I was chatting with a young mom last week. She told me her son had just been diagnosed with autism. She asked if I had any advice to share.
I stumbled through a dumb answer about progress and hope and bell curves. Looking back, I wish I’d told her something else entirely.
I wished I’d told her to cradle his head between her hands.
Bend down and smell his hair after a bath.
Share a cookie before dinner.
Notice all the things he can do, instead of what he can’t.
Buy the balloon in the grocery store—the one that floats toward the ceiling, dusty and half-deflated.
Buy it because his eyes lit up when he saw it.
You see, today is my son Jack’s 18th birthday.
When I wasn’t looking, he grew up.
In two short months he will head off to a residential program. He will audit one class a semester at a community college.
It’s not about a degree. I could care less about a degree.
It’s about an experience to call his own.
Autism is a little like wearing glasses with two very different lenses.
When I look through one side, I see all the progress this boy has made. I see a high school senior when 9th grade was a disaster. I see the occasional small smile.
Yet the other lens tells a different story.
I can’t imagine him sitting through a college class—listening to the lecture or taking notes.
I can’t imagine him away from us.
When Jack was four, he had a hard time walking down the stairs. Carefully, he’d place one foot down, then step the other foot to meet it.
We invented a game to helped him. We named it after the brightly colored plastic bricks. Side by side we stood, showing him how to move a whole stair step at a time.
One Lego, two Lego, three Lego, four!
At night I dreamed in color. I dreamed in plastic. I dreamed of long, winding staircases.
When he was eight, we watched the Wizard of Oz. As the credits rolled by at the end, he sat straight up and announced, “The Lion. He has autism.”
I asked him why. Why would he think that?
“Because he is afraid. All the time.”
That night I dreamed of a lion’s eyes, pleading and lost.
Please, dance before bedtime.
Turn up the music and clap to the beat.
Do it for me. Do it for it for all the times I saw the diagnosis more than the boy.
You are going to make a mess of things some days. That’s just how it goes.
You are his mother.
Resist the urge to be anything else: speech therapist, behavior analyst, teacher.
The work will always be there. That is the very thing about work. It is the stray cat on the back step, begging for more attention and milk.
Think less about tomorrow, and more about today.
Take off the glasses with the double lenses.
After all, childhood isn’t measured in progress or years.
It is measured in moments.
It is moments full of delight and despair.
It is faded beach towels and stomach bugs and cannonballs on sunny afternoons.
It is winter snowballs, spring bike rides, unexpected thunderstorms, all strung together like lights on a string.
The truth is, once in a lifetime you get the chance to meet a person who is unlike any other person you have ever met.
A person who is complicated, and honest, and tenacious, and pure.
My son changed who I thought I was.
And who I planned to become.
I don’t know what the future holds. I don’t know if he can sit through a college class.

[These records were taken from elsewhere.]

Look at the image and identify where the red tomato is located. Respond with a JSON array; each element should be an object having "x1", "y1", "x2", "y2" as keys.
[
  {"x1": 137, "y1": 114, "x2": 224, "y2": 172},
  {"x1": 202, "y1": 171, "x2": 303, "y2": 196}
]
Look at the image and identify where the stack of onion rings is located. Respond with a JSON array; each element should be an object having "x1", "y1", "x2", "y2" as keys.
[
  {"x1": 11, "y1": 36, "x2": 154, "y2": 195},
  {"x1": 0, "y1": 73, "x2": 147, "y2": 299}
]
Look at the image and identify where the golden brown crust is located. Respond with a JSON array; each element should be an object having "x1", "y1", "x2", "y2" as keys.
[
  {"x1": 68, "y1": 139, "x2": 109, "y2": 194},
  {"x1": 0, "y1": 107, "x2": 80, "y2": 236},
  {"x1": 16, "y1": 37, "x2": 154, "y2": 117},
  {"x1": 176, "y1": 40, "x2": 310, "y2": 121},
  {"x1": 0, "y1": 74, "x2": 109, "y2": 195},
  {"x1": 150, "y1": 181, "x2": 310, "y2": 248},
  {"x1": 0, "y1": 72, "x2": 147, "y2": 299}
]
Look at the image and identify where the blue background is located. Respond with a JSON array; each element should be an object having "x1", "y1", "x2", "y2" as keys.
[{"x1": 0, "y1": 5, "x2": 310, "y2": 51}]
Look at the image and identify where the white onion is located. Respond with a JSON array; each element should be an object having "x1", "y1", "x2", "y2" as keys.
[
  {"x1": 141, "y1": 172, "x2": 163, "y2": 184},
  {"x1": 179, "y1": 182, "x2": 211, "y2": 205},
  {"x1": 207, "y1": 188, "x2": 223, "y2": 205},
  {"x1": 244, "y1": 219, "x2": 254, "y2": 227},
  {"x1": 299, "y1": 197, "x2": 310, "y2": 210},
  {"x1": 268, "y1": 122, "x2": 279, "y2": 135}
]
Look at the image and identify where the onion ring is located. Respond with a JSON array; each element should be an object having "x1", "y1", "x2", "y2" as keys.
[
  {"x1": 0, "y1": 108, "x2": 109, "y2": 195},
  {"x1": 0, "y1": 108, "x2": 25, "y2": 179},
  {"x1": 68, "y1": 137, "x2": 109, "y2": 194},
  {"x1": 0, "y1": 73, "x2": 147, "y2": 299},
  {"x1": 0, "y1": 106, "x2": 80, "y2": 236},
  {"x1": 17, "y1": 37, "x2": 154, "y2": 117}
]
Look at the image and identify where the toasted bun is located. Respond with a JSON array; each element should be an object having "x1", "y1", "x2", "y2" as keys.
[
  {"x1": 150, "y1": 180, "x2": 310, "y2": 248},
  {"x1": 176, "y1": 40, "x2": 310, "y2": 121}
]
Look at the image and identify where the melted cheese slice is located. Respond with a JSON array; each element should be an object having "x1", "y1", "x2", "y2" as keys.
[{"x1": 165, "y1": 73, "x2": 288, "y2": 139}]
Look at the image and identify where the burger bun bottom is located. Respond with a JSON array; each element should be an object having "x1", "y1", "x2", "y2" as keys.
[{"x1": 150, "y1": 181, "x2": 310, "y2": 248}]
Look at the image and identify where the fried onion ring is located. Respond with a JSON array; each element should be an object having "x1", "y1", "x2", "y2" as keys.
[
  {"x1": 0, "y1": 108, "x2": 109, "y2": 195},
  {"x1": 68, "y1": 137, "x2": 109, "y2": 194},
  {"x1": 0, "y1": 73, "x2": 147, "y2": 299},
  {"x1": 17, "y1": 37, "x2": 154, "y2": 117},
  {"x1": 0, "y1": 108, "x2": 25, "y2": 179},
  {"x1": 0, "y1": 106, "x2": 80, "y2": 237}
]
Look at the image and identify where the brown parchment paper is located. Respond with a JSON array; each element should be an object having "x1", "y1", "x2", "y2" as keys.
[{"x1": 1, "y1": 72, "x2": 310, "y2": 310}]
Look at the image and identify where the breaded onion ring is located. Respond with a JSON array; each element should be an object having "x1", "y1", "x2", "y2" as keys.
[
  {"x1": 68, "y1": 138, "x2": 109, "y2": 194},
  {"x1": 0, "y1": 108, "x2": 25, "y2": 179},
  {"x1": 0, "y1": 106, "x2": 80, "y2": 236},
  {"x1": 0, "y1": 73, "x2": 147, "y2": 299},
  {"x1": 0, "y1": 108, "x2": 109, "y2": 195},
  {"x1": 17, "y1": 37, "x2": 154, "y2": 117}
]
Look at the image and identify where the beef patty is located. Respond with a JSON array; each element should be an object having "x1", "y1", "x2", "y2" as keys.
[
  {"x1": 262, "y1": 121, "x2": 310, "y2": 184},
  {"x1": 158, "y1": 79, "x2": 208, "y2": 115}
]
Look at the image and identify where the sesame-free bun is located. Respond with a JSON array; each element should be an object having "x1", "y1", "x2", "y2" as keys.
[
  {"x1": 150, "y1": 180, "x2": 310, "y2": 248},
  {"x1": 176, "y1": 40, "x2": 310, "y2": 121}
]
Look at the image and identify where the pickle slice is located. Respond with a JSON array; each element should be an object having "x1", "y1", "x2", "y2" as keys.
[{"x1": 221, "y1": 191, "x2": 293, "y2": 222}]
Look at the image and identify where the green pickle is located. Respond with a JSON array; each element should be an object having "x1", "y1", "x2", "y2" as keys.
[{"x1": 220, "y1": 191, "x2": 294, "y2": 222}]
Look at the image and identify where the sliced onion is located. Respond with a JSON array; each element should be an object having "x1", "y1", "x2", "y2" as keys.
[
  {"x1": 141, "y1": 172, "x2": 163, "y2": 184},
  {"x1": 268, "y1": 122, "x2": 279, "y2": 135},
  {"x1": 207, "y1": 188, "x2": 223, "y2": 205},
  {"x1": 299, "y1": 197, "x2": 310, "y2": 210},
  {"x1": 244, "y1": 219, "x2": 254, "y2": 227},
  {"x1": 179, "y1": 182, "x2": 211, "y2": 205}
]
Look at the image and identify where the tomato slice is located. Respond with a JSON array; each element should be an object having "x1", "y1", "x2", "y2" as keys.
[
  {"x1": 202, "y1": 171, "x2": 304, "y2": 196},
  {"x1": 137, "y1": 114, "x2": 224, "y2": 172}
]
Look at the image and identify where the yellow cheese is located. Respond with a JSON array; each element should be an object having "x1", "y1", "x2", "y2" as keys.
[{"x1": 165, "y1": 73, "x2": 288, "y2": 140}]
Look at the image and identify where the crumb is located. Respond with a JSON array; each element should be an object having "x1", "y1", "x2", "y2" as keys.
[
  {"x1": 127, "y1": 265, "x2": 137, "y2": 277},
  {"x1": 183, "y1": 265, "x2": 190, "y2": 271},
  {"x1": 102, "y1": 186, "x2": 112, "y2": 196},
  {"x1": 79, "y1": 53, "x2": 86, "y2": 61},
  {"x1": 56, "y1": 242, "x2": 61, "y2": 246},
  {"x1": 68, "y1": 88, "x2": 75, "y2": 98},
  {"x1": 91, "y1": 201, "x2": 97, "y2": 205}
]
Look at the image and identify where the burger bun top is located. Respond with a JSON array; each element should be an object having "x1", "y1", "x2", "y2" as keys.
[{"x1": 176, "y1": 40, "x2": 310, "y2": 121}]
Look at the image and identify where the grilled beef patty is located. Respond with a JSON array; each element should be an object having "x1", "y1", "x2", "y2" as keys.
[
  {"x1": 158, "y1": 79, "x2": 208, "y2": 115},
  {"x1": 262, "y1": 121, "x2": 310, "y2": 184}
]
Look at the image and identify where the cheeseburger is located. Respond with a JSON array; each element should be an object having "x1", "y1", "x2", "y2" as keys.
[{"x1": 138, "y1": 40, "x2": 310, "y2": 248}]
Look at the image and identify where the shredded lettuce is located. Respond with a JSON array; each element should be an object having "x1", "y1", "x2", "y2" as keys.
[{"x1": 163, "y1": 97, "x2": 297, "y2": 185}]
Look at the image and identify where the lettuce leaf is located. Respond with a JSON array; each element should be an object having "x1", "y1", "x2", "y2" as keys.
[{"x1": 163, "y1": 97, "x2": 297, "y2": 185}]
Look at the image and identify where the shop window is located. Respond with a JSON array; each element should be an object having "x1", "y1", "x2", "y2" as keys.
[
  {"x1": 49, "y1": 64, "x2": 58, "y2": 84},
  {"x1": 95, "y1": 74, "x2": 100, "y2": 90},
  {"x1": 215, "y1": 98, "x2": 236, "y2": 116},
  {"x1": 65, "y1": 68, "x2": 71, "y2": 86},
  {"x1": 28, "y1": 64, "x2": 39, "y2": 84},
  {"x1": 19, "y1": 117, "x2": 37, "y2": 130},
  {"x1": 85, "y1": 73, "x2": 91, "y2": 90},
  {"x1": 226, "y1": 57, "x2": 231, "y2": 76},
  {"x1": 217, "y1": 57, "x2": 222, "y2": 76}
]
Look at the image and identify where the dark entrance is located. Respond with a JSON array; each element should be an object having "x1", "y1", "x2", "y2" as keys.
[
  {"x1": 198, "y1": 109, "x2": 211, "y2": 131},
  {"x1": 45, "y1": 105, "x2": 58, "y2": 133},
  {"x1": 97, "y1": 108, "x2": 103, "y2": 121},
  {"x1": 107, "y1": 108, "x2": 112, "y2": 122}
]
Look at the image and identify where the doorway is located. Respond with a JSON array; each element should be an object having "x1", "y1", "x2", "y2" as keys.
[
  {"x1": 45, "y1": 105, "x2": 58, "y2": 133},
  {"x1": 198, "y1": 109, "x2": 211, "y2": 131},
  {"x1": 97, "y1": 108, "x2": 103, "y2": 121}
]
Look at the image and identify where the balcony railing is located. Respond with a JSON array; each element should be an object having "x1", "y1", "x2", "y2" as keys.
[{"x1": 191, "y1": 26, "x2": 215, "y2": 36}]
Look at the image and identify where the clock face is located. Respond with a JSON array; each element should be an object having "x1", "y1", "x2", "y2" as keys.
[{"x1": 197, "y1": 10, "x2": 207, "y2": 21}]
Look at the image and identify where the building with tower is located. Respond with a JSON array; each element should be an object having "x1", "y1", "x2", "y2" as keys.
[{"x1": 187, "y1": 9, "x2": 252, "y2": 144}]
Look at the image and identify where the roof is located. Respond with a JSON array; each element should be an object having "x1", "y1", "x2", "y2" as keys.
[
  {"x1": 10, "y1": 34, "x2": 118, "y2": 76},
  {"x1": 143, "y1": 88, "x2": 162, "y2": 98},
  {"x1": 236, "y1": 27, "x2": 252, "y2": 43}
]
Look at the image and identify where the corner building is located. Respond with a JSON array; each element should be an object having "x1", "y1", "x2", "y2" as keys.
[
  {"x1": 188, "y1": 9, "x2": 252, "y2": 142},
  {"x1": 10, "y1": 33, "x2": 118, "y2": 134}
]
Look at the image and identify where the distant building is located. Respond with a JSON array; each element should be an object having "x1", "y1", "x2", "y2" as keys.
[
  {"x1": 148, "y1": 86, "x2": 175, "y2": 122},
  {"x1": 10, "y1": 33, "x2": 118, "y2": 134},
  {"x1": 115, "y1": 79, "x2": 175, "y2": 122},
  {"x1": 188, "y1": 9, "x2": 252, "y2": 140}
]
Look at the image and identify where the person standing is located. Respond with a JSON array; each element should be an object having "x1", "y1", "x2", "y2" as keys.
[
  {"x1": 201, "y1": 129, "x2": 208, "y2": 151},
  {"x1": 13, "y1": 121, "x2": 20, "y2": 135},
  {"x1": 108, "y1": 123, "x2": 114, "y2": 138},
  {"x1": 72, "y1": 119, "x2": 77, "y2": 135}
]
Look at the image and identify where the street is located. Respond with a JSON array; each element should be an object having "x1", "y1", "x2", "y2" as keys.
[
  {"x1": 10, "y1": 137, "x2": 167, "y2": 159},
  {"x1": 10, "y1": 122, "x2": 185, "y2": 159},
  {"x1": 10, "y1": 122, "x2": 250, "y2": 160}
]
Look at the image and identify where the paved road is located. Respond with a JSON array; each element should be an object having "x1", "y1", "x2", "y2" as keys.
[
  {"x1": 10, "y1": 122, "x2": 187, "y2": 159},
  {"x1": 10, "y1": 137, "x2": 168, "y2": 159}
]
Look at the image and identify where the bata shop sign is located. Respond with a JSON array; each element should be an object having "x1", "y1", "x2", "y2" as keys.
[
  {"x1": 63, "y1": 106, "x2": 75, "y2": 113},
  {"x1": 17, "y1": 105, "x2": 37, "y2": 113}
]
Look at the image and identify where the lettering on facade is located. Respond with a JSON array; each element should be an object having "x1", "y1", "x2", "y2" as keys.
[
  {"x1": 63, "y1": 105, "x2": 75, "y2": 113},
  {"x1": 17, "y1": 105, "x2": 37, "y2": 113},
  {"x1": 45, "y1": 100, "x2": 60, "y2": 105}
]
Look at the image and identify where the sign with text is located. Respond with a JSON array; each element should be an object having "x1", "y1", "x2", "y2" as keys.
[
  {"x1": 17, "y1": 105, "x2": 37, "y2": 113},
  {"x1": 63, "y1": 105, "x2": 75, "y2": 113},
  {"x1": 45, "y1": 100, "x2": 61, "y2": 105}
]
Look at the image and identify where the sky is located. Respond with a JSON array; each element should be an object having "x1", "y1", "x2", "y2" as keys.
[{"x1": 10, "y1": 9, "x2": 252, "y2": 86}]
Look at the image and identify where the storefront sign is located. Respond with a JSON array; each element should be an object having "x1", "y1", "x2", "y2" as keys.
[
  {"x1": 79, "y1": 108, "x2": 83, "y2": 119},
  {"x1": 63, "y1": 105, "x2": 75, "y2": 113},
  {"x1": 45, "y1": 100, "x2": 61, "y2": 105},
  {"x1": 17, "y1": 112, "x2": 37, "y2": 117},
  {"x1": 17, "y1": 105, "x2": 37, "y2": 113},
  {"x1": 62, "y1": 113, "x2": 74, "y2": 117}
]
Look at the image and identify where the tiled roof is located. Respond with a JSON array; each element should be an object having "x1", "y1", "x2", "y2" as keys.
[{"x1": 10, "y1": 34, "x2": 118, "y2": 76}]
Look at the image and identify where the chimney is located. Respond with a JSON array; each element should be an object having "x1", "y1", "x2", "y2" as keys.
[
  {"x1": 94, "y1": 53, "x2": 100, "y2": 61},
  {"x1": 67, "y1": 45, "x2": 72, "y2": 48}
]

So we’ll do what we always do. We’ll try.
After all, a wave returns over and over again to kiss the shore, no matter how many times it’s turned away.
I wish I could have it all back again.
The nights around the television watching the Tin Man, cookies on a white plate, a staircase made of color.
With all my heart, I want it back. Yet I know it is time for him to try to fly.
I believe in him. I always have.
My wizard. My lion. My heart full of hope.
My wild-child, my game-changer, my Sunday son.
In his own way, in his own time, I know he will set the world alight.
Cradle his head.
Inhale his dewy sweetness.
Feel the music in your tender loose limbs and smile for the loveliness of this one and only life.